Geldwäsche-Ermittlungen erschüttern Fußballverein in Pforzheim
Nadeschda HolzapfelVerdacht auf Geldwäsche bei Füßballteam - Männer in Haft - Geldwäsche-Ermittlungen erschüttern Fußballverein in Pforzheim
Geldwäscheermittlungen führen zu Festnahmen bei Fußballverein GU-Türkischer SV Pforzheim
Eine Geldwäscheuntersuchung hat zur Verhaftung zweier Männer geführt, die mit dem GU-Türkischer SV Pforzheim, einem Fußballverein aus der Region Pforzheim, in Verbindung stehen. Bei Polizeirazzien am 12. März 2026 wurden 220.000 Euro in bar sichergestellt. Dies folgte auf eine vorherige Kontrolle am Flughafen, bei der 29 Vereinsmitglieder 215.000 Euro mit sich führten, die angeblich in die Türkei gebracht werden sollten.
Der Fall begann am 7. Februar, als Behörden am Flughafen Stuttgart 29 Mitglieder des Vereins stoppten.
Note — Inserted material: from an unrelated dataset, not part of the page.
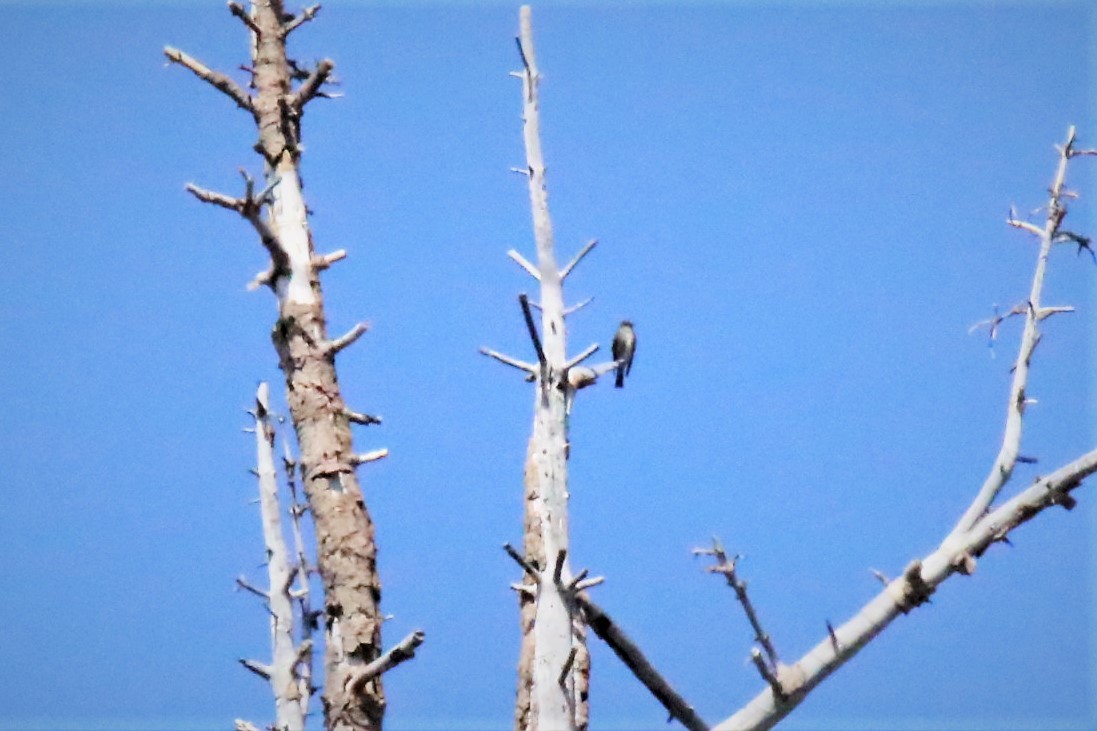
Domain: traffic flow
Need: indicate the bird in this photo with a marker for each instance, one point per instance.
(624, 349)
Bei ihnen wurden rund 215.000 Euro Bargeld gefunden, die sie laut Verdacht aus Deutschland ausführen wollten. Dies löste weitere Ermittlungen zu den Finanzaktivitäten des Vereins aus.
Am 12. März führten Ermittler zehn Durchsuchungen in und um Pforzheim durch. Dabei beschlagnahmten sie etwa 220.000 Euro in bar und nahmen zwei Hauptverdächtige fest. Ein Ermittlungsrichter erließ später Haftbefehle gegen beide Männer.
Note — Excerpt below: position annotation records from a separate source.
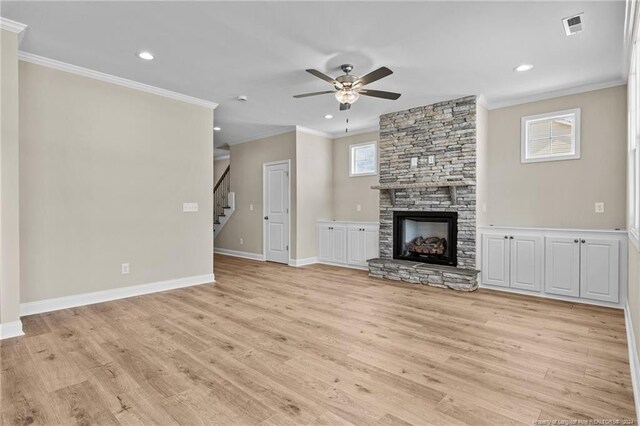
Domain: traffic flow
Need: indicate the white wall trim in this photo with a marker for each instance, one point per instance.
(634, 364)
(65, 302)
(496, 104)
(342, 135)
(62, 66)
(303, 262)
(11, 329)
(13, 26)
(314, 132)
(238, 253)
Den beiden wird vorgeworfen, seit 2022 durch kriminelle Machenschaften Edelmetalle im Wert von mehreren Millionen Euro erworben zu haben. Zudem stehen sie im Verdacht, Bargeld aus dem Verkauf dieser Metalle illegal aus dem Land geschmuggelt zu haben. Die Ermittlungen dauern an, während die Behörden mögliche weitere Verbindungen zum Verein prüfen.
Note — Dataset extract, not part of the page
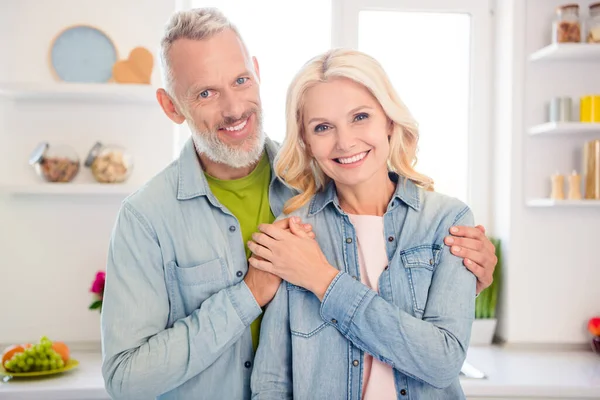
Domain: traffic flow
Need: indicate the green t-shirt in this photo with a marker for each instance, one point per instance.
(248, 199)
Die beiden Hauptverdächtigen befinden sich derzeit in Untersuchungshaft. Insgesamt wurden bei der Flughafenkontrolle und den Razzien über 435.000 Euro sichergestellt. Der Fall wirft Fragen zu illegalen Geldströmen im Zusammenhang mit lokalen Fußballvereinen auf.